Congruences and Canonical Forms for a Positive Matrix: Application to the Schweinler-Wigner Extremum Principle

TL;DR

This paper demonstrates that positive definite matrices can be congruently transformed into diagonal forms using pseudo-orthogonal, pseudo-unitary, and symplectic matrices, extending the Schweinler-Wigner extremum principle to broader classes of bases.

Contribution

It provides a unified approach to congruence transformations for positive matrices and generalizes the Schweinler-Wigner orthogonalization method to pseudo-orthogonal and symplectic bases.

Findings

Matrices are congruent to diagonal forms via pseudo-orthogonal/unitary matrices.

Proof techniques can be adapted to Williamson's theorem for symplectic matrices.

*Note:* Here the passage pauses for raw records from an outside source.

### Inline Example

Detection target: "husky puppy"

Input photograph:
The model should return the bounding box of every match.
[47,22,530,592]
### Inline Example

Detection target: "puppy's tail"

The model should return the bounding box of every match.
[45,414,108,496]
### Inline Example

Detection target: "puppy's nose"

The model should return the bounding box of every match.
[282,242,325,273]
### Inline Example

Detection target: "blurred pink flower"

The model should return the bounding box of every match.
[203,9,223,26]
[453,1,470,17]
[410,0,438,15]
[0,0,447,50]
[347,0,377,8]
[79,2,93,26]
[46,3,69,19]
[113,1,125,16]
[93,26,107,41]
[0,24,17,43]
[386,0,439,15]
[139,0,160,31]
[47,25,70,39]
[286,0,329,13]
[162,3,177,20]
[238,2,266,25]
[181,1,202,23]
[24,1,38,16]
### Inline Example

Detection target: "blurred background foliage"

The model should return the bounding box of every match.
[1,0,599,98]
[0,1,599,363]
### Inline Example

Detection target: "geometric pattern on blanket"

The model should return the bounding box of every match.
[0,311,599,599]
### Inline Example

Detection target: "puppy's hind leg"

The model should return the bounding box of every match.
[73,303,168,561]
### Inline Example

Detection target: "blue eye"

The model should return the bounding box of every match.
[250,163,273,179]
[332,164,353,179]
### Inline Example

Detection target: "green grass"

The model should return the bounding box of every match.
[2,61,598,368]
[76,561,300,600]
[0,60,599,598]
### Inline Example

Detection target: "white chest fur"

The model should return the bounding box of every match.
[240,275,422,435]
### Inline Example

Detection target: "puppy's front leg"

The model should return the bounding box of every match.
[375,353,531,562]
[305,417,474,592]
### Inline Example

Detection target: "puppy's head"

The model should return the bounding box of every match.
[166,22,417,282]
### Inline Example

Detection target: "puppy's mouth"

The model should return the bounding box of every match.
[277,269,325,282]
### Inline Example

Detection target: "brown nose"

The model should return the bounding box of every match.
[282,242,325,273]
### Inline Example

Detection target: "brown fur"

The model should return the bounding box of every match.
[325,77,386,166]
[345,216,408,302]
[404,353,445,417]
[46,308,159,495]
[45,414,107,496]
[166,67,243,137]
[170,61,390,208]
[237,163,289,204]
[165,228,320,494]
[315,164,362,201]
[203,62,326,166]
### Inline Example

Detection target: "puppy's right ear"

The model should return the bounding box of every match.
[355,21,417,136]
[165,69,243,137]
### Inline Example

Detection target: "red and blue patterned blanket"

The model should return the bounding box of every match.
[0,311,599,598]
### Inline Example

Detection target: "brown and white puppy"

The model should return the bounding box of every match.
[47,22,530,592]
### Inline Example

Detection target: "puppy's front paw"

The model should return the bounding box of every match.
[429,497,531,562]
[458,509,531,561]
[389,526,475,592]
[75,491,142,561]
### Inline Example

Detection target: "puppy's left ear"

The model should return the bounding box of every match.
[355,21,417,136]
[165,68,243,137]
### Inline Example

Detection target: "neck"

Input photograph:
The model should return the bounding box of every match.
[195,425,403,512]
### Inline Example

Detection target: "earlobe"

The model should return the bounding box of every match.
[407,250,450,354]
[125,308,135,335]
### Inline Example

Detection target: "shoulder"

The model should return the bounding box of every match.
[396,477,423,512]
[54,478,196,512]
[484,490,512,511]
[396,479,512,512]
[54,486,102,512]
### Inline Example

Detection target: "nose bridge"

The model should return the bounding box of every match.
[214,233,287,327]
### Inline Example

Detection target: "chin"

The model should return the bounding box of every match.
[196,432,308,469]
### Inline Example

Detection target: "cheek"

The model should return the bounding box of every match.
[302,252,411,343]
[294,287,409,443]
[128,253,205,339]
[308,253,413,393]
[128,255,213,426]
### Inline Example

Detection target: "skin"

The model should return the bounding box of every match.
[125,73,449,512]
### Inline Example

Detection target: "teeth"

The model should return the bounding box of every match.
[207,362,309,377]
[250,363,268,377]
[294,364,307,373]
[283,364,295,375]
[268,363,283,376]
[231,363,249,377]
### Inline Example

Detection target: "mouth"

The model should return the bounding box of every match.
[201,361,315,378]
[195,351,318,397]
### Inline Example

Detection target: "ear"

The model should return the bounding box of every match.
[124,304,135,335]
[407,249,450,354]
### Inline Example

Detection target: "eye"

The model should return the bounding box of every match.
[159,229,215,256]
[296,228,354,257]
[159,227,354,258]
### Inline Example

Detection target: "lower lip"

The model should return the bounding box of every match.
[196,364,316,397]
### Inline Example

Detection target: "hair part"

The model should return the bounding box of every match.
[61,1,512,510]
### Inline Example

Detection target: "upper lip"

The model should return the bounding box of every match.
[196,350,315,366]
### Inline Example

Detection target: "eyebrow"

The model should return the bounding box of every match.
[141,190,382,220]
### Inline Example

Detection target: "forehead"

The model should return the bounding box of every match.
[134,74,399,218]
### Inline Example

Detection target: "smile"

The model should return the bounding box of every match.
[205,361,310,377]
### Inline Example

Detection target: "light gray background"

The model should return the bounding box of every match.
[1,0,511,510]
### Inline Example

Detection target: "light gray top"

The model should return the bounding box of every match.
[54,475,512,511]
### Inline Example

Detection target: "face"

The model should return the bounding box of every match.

Generalization of Schweinler-Wigner method for basis construction.

Abstract

It is shown that a $N\times N$ real symmetric [complex hermitian] positive definite matrix $V$ is congruent to a diagonal matrix modulo a pseudo-orthogonal [pseudo-unitary] matrix in $SO(m,n)$ [ $SU(m,n)$], for any choice of partition $N=m+n$. It is further shown that the method of proof in this context can easily be adapted to obtain a rather simple proof of Williamson's theorem which states that if $N$ is even then $V$ is congruent also to a diagonal matrix modulo a symplectic matrix in $Sp(N,{\cal R})$ [$Sp(N,{\cal C})$]. Applications of these results considered include a generalization of the Schweinler-Wigner method of `orthogonalization based on an extremum principle' to construct pseudo-orthogonal and symplectic bases from a given set of linearly independent vectors.